PT Kereta Api Indonesia (Persero) atau KAI memutuskan melakukan pembatasan kecepatan kereta api jarak jauh yang melintasi Stasiun Bekasi Timur. “Kami masih melakukan pembatasan kecepatan 30 kilometer per jam di stasiun ini,” kata Direktur Utama KAI Bobby Rasyidin di Stasiun Bekasi Timur, Rabu, 29 April 2026.

Bobby menjelaskan, Stasiun Bekasi Timur sudah kembali melayani perjalanan kereta api jarak jauh dan kereta rel listrik (KRL) usai insiden kecelakaan antarkereta yang terjadi pada Senin malam, 27 April 2026. Adapun operasional jalur hilir kembali dibuka pada Selasa, 28 April 2026, pukul 1.30 WIB. Sementara untuk KRL ditargetkan beroperasi dengan frekuensi yang sama mulai hari ini. 

Scroll ke bawah untuk melanjutkan membaca

Bobby mengatakan pembukaan kembali operasional jalur Cikarang atas izin dari Komite Nasional Keselamatan Transportasi (KNKT).

Adapun Menteri Perhubungan Dudy Purwagandhi menjelaskan, keputusan pembatasan kecepatan kereta jarak jauh merupakan hasil rekomendasi Komite Nasional Keselamatan Transportasi. 

Dudy memastikan, sebelum mengoperasikan kembali Stasiun Bekasi Timur, Kementerian Perhubungan, KAI, dan KNKT melakukan uji coba rel dan persinyalan untuk kereta jarak jauh dan KRL. 

Uji coba itu, kata Dudy, dilakukan untuk memastikan Stasiun Bekasi Timur sudah bisa kembali melayani penumpang. “Keselamatan itu yang paling penting yang ingin kami tekankan kepada PT KAI dalam mempersiapkan pembukaan kembali Stasiun Bekasi Timur,” katanya.

Sebelumnya, kecelakaan maut melibatkan Kereta Api Argo Bromo Anggrek rute Gambir-Surabaya Pasar Turi dengan KRL line tujuan Cikarang di Stasiun Bekasi Timur terjadi pada Senin malam, 27 April 2026. Kecelakaan itu menewaskan sebanyak 16 perempuan penumpang KRL, yang tercatat hingga Rabu, 29 April 2026. 

Direktur Utama KAI Bobby Rasyidin mengatakan, proses evakuasi penumpang KRL berlangsung selama sekitar 10 jam.

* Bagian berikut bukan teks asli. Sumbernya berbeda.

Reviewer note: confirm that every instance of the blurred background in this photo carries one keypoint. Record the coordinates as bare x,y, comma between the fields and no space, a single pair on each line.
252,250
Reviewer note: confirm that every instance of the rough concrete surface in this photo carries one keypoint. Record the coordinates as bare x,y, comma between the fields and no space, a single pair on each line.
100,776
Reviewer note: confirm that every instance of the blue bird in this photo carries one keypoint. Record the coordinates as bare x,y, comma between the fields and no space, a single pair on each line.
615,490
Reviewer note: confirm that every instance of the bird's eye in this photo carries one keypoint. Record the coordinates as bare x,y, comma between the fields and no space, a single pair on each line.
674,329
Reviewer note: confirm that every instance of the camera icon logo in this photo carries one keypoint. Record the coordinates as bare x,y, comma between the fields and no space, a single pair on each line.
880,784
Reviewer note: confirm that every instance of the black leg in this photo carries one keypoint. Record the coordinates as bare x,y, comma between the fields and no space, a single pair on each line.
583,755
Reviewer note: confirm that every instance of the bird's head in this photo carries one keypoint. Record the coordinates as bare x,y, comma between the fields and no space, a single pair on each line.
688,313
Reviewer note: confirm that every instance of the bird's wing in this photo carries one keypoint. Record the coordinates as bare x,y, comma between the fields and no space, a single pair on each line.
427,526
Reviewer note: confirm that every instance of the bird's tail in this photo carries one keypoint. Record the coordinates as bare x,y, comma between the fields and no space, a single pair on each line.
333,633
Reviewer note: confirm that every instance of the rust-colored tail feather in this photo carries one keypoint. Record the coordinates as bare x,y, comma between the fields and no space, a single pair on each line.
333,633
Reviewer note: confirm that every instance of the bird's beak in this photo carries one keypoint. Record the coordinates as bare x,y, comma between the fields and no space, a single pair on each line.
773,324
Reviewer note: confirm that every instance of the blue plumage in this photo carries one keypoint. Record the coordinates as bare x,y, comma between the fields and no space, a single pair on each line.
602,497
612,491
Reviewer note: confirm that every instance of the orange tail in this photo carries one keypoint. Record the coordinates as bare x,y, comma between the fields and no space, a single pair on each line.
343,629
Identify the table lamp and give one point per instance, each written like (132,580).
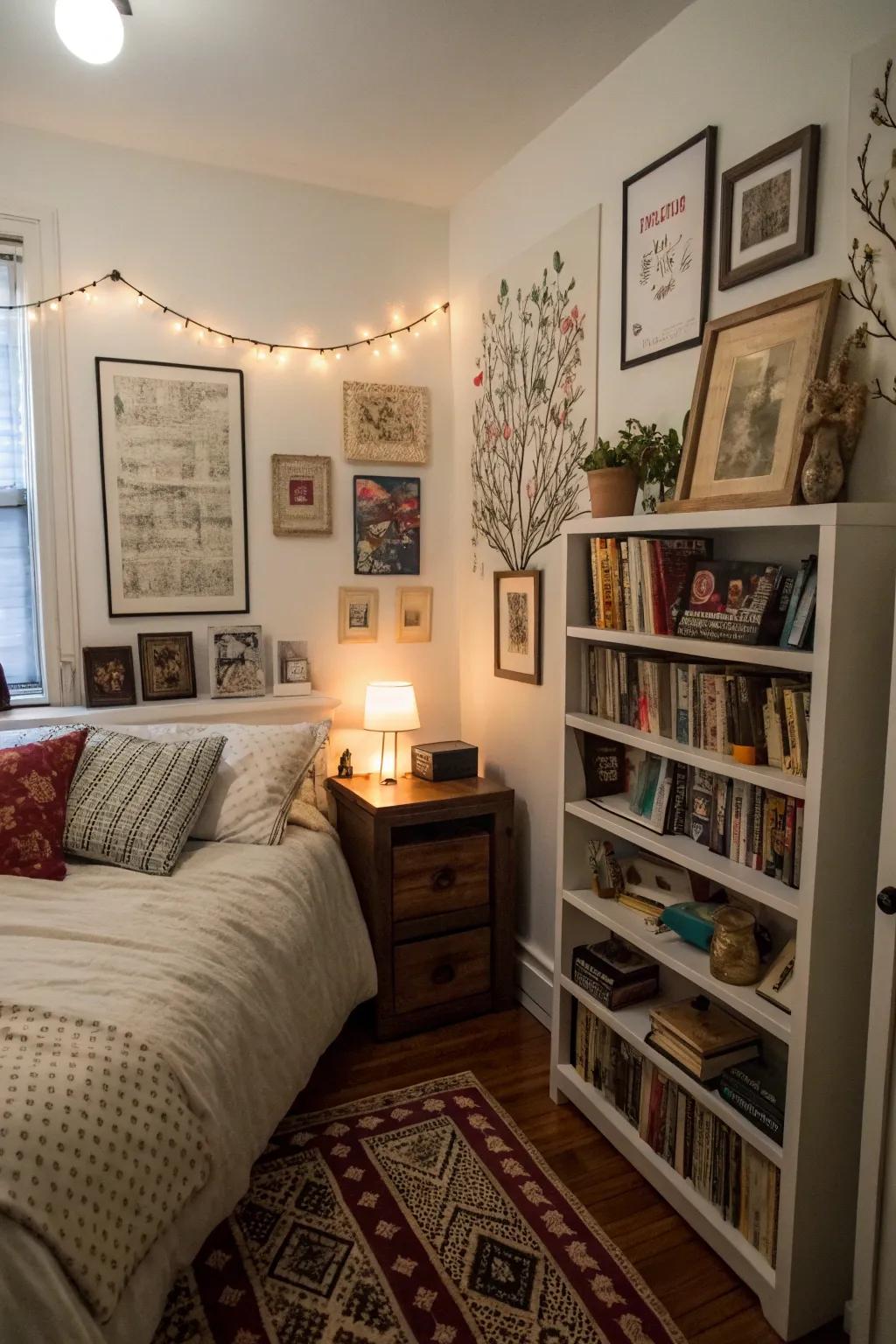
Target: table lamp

Setelahnya, KAI menarik lokomotif dari gerbong KRL dan memindahkan badan KRL yang tertabrak dari rel Stasiun Bekasi Timur, kemarin. 

Adapun proses evakuasi gerbong KRL yang tertabrak tersebut berlangsung selama satu jam dari pukul 12.00–13.00 WIB. “Pada saat ini sudah dapat clearance dari KNKT bahwa jalur itu sudah bisa dilewati dengan catatan pembatasan kecepatan,” ujarnya.